A possible solution would involve using a classification approach. Based on the shape of the partial epidemic curve, several possible disease transmission parameters (e.g. incubation period, infectious period, serial interval etc.) can be hypothesized. Thousands of epidemic curves can be simulated based on the hypothesized parameters and the simulated epidemics can be organized in a library with clusters representing epidemics with the same parameters. Using a supervised classification method, the complete epidemic curve can be estimated by assigning the partial epidemic curve into the cluster with the most similar full curves.

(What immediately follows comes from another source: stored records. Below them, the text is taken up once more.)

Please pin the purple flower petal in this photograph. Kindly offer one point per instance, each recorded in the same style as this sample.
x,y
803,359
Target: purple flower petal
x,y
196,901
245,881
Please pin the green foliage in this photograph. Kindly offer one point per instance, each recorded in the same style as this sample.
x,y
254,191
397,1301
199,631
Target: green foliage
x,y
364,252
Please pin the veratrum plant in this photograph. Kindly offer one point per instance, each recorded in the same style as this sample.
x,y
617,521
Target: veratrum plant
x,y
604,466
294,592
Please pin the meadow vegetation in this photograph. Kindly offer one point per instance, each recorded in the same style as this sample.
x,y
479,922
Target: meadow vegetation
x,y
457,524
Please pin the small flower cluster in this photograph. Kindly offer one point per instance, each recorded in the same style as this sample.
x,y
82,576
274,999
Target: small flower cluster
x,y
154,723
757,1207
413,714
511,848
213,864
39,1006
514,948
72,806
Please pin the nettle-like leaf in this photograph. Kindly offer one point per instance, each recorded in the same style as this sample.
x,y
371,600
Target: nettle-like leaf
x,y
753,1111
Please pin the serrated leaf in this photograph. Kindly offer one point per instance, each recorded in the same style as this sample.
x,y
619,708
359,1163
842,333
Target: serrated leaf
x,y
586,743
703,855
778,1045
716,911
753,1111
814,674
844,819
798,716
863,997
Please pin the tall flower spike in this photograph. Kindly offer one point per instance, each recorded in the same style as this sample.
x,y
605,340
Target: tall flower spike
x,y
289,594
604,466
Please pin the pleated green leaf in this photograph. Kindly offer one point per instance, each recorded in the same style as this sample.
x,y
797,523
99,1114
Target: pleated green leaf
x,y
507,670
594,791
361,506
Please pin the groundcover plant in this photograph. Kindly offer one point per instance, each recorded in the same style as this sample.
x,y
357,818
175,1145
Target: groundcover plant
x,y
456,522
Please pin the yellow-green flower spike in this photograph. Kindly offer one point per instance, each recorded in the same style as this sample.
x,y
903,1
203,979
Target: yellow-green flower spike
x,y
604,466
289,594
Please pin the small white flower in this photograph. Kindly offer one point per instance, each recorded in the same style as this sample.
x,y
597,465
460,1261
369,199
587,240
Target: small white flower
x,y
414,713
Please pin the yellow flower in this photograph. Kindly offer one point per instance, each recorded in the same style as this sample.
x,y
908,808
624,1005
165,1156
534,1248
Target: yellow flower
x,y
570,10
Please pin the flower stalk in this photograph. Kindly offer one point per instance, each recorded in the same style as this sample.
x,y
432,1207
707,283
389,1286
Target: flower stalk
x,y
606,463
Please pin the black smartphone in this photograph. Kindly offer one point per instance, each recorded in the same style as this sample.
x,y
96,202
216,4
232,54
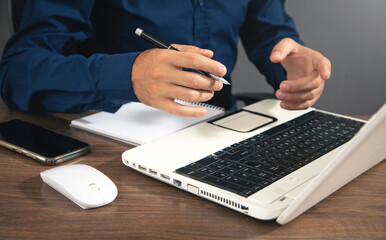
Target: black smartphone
x,y
39,143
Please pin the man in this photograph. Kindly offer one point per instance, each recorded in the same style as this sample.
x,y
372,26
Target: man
x,y
42,70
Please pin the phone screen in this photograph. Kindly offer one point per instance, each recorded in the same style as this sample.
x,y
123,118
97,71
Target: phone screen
x,y
38,140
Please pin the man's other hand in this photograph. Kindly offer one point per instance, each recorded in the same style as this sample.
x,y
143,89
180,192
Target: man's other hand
x,y
307,71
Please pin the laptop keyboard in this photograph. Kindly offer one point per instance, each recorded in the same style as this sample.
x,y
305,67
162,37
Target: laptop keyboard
x,y
252,164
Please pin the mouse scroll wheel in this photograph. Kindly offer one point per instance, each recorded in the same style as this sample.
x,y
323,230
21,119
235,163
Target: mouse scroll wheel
x,y
94,187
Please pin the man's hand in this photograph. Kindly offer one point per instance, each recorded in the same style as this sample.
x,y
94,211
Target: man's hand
x,y
158,79
306,72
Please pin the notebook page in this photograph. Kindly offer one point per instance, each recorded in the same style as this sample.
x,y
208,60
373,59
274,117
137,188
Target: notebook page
x,y
136,123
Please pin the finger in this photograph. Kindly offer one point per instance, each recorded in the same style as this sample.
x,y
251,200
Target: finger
x,y
307,83
324,66
198,62
297,105
299,96
168,105
304,100
193,49
284,48
189,94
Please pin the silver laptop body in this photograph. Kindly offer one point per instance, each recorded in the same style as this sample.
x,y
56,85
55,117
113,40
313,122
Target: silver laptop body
x,y
166,159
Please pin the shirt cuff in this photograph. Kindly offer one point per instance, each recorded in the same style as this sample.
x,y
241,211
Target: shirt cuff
x,y
114,82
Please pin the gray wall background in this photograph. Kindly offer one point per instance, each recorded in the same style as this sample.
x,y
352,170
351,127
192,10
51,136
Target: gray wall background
x,y
351,33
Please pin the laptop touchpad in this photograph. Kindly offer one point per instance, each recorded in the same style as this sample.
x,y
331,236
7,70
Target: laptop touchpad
x,y
244,121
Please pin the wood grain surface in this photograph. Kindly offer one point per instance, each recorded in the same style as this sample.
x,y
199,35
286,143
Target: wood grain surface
x,y
148,209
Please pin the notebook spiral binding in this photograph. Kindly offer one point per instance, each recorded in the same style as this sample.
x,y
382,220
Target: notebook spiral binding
x,y
199,104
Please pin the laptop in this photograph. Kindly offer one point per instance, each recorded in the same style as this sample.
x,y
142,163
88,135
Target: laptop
x,y
264,161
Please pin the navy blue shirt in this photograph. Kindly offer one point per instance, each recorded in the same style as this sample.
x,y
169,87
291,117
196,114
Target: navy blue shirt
x,y
47,65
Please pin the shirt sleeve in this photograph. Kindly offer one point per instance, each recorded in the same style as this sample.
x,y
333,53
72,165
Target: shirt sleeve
x,y
266,24
38,73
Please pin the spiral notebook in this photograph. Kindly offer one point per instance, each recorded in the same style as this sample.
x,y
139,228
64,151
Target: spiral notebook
x,y
136,124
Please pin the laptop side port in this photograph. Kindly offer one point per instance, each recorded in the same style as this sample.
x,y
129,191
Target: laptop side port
x,y
152,171
166,177
142,168
177,182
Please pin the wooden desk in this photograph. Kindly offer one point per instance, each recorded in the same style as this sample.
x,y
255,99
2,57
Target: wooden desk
x,y
148,209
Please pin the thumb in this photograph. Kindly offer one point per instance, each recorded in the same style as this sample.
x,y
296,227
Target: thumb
x,y
283,49
193,49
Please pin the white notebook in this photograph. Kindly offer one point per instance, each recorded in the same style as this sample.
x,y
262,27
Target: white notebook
x,y
136,123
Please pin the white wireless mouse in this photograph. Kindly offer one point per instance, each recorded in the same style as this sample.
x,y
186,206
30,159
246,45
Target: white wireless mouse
x,y
82,184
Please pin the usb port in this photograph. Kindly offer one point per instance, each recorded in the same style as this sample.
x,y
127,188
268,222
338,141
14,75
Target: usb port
x,y
166,177
142,168
177,182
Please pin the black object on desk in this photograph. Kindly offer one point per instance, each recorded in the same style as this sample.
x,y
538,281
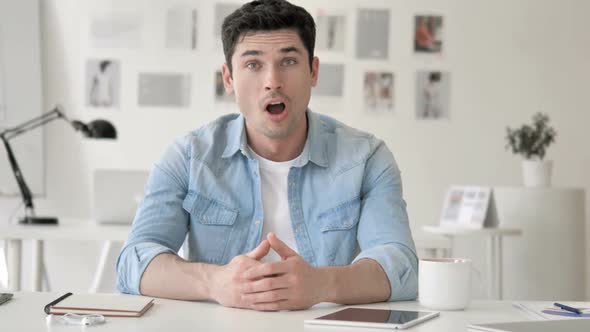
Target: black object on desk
x,y
94,129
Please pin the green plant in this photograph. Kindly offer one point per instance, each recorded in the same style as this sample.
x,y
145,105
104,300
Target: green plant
x,y
531,141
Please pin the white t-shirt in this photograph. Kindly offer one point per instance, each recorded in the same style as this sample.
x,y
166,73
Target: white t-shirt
x,y
275,202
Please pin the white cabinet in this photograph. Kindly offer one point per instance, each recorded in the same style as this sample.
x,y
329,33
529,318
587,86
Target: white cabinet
x,y
547,262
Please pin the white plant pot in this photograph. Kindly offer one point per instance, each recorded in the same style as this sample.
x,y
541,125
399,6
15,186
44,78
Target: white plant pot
x,y
537,173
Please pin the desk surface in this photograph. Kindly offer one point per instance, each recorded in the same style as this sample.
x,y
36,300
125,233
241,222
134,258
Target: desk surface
x,y
486,231
25,313
67,229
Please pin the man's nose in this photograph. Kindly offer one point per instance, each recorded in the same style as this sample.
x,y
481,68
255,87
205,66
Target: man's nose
x,y
273,79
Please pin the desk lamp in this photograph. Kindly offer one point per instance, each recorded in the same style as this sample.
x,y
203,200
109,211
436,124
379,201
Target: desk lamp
x,y
94,129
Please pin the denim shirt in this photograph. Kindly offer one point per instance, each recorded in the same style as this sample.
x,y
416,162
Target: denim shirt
x,y
345,197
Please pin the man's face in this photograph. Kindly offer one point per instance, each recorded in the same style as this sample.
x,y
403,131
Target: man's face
x,y
272,82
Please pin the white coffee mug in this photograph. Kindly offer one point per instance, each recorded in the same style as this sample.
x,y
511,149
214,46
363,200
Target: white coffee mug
x,y
444,283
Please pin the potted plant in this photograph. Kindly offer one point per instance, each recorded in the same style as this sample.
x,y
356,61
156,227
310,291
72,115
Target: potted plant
x,y
531,142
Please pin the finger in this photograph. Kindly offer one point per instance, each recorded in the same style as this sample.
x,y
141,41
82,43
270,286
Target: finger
x,y
280,247
266,270
259,251
265,285
276,295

In general, a partial epidemic curve observed during an outbreak can be assigned to one, several or none of the clusters in the library. If the partial curve is assigned to one (or several) of the clusters, then this can be used as a starting point for modeling the outbreak. If the partial epidemic curve is not assigned to any of the clusters in the library, a new set of disease models can be hypothesized based on a search for possible model parameters that could be used to describe the outbreak.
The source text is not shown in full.